Proposals to redefine the payroll tax cap are assessed in new analysis. 

Washington DC — As Social Security celebrates its 86th anniversary this week it is still standing, but weakened by wage inequality and attempts at privatization. Under the Biden Administration, there is hope of revitalizing the program by modifying the payroll tax cap which is its lifeblood and the object of bitter legislative struggles, past and present.  

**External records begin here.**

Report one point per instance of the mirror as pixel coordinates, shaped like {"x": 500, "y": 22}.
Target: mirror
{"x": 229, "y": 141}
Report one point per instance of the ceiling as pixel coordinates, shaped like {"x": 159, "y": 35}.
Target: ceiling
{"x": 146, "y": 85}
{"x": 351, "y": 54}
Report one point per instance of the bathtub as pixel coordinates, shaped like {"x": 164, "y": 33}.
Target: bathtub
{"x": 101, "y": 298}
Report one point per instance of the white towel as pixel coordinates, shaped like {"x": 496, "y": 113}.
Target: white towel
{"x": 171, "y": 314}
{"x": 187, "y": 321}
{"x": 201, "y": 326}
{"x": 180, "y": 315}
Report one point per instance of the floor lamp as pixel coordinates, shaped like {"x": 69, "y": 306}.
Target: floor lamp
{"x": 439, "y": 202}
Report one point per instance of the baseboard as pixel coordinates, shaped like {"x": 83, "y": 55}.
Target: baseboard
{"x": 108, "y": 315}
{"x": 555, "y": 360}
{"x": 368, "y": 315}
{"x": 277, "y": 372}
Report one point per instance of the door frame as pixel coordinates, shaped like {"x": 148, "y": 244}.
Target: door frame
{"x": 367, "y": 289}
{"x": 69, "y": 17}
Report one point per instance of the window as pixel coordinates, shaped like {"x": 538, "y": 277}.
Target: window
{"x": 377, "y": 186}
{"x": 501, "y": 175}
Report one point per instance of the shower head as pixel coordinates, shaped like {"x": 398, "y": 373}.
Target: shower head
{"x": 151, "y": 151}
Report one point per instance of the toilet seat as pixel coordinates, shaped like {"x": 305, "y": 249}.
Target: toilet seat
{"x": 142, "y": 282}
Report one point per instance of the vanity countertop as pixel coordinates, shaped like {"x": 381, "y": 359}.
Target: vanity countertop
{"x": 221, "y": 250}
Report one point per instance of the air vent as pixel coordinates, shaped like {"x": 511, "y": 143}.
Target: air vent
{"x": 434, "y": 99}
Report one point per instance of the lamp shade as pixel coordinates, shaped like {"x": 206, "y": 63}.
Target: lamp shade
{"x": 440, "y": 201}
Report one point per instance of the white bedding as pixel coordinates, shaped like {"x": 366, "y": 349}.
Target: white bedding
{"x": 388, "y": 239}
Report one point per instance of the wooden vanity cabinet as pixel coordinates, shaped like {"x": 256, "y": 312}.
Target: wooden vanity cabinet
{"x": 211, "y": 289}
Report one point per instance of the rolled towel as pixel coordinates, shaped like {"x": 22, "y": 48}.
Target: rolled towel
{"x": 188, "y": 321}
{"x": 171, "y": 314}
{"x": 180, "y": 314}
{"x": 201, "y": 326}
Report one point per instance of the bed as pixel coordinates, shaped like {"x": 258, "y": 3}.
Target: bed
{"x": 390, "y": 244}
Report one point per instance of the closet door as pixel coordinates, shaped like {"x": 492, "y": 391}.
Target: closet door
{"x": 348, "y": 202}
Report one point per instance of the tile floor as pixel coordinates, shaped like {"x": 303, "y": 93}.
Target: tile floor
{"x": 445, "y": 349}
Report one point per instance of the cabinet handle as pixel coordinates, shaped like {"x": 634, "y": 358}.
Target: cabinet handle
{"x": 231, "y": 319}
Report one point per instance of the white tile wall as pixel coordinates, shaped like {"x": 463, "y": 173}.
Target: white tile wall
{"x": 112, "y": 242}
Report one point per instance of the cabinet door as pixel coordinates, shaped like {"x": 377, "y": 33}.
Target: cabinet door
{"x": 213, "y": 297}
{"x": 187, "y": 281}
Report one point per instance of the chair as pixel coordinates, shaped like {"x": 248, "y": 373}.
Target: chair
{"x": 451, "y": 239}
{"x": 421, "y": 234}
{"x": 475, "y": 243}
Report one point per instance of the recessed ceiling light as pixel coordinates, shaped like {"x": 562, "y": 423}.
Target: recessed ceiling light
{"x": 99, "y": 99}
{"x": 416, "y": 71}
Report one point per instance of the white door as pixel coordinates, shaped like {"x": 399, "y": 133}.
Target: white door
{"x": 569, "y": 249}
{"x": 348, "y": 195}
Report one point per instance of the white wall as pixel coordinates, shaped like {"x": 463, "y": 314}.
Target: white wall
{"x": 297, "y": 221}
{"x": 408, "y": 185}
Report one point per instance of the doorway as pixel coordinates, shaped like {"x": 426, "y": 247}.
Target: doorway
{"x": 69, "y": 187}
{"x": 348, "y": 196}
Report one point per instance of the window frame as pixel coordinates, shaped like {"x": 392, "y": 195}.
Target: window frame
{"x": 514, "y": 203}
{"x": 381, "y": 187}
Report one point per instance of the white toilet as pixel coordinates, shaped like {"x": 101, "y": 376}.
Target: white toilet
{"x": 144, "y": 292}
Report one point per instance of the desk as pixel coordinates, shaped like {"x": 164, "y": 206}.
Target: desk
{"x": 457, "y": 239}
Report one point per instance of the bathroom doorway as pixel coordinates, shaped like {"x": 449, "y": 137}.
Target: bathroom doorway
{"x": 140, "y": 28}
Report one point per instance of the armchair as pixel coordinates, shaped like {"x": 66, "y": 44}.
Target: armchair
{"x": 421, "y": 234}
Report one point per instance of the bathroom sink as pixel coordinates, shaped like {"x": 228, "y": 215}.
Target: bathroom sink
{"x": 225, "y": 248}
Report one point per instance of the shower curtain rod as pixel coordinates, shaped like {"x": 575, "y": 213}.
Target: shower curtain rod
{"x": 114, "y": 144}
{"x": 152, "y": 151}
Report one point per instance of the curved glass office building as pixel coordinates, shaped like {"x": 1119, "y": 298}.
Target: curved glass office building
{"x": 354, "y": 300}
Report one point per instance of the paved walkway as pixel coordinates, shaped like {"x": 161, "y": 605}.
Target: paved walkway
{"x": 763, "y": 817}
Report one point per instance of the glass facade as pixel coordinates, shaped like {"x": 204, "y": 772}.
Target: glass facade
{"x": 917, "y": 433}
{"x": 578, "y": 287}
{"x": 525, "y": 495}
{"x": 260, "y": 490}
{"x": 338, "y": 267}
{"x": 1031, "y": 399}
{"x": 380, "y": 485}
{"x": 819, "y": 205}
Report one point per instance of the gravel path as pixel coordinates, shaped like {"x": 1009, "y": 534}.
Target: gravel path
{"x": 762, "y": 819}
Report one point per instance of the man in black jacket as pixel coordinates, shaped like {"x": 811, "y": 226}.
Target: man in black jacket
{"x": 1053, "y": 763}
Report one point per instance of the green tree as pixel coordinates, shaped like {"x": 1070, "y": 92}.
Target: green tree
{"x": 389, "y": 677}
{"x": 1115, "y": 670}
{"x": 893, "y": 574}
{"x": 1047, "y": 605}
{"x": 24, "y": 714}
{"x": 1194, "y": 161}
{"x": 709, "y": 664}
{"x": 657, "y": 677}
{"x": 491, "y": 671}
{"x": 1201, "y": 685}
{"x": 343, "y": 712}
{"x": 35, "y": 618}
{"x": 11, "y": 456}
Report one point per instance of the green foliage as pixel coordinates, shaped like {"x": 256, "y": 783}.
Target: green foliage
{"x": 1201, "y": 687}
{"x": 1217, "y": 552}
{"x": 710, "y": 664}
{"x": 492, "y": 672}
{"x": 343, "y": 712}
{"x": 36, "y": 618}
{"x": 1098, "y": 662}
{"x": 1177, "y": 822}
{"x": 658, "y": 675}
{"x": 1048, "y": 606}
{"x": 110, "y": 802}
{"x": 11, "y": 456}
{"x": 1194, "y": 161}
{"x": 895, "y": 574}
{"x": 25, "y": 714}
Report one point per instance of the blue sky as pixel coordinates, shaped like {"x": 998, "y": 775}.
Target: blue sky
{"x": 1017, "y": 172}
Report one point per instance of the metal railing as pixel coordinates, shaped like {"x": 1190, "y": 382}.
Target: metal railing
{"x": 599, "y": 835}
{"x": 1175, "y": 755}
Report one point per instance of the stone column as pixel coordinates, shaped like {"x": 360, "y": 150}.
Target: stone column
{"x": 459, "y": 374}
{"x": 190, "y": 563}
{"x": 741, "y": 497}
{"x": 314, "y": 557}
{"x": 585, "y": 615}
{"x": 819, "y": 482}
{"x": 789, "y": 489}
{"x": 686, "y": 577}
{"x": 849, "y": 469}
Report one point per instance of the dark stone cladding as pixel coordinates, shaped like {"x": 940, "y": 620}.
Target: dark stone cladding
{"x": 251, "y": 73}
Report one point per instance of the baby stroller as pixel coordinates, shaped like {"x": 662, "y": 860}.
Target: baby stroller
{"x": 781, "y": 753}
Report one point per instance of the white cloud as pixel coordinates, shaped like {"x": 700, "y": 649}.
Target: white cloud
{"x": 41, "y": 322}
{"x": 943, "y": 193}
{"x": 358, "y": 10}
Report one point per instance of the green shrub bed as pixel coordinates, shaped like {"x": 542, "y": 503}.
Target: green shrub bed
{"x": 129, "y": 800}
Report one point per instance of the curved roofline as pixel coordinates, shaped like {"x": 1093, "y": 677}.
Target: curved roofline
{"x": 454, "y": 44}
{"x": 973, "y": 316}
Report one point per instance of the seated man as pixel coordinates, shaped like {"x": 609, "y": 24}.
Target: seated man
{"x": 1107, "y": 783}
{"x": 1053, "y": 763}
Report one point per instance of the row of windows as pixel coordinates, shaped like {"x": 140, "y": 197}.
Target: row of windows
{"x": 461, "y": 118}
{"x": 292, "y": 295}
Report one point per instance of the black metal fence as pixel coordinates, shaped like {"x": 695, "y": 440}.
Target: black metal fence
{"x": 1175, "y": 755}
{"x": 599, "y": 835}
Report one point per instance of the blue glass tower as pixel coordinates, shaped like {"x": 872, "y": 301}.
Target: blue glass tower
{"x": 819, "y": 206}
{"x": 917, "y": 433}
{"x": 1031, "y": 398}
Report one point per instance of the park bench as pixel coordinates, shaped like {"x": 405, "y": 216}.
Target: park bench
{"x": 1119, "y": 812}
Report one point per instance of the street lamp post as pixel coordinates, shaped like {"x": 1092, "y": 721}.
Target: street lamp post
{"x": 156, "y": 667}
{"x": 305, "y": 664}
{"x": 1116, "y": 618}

A new analysis, Exempting the Rich: Who Pays if We Modify the Social Security Tax Cap, released today by the Center for Economic and Policy Research (CEPR), assesses two proposals to modify the payroll tax. One is endorsed by Biden, the other is a revived bill from Sen. Sanders and Rep. DeFazio. Both aim to stem the regressive nature of the payroll tax cap and not only increase Social Security’s long-term viability, but expand benefits and claw back previous cuts.

The report’s author, Research Associate Hayley Brown, looks at the number and characteristics of workers that would be directly affected by changes to the payroll tax cap under the two proposals. Currently, 93.5 percent of earners make under $142,800 annually, the maximum earnings subject to the payroll tax.

The Biden endorsed proposal would exempt earnings above the set maximum and reinstate the payroll tax for earnings in excess of $400,000. The Sanders and DeFazio proposal is similar, but reinstates the payroll tax for earnings in excess of $250,000. Both proposals leave a relatively small group of workers in limbo, earning above the set maximum, but below the amount that would trigger the reinstatement of the payroll tax.

These modest extensions of the payroll tax would only impact from about 1.2 percent to 2.1 percent of the nation’s earners, but would help revitalize one of the nation’s most popular and effective social programs.

“Modifying or eliminating the cap would blunt the impact of wage inequality on the program’s solvency,” says Brown. “To ensure that this lifeline remains robust, legislators must act swiftly to compel the richest Americans to pay their fair share.”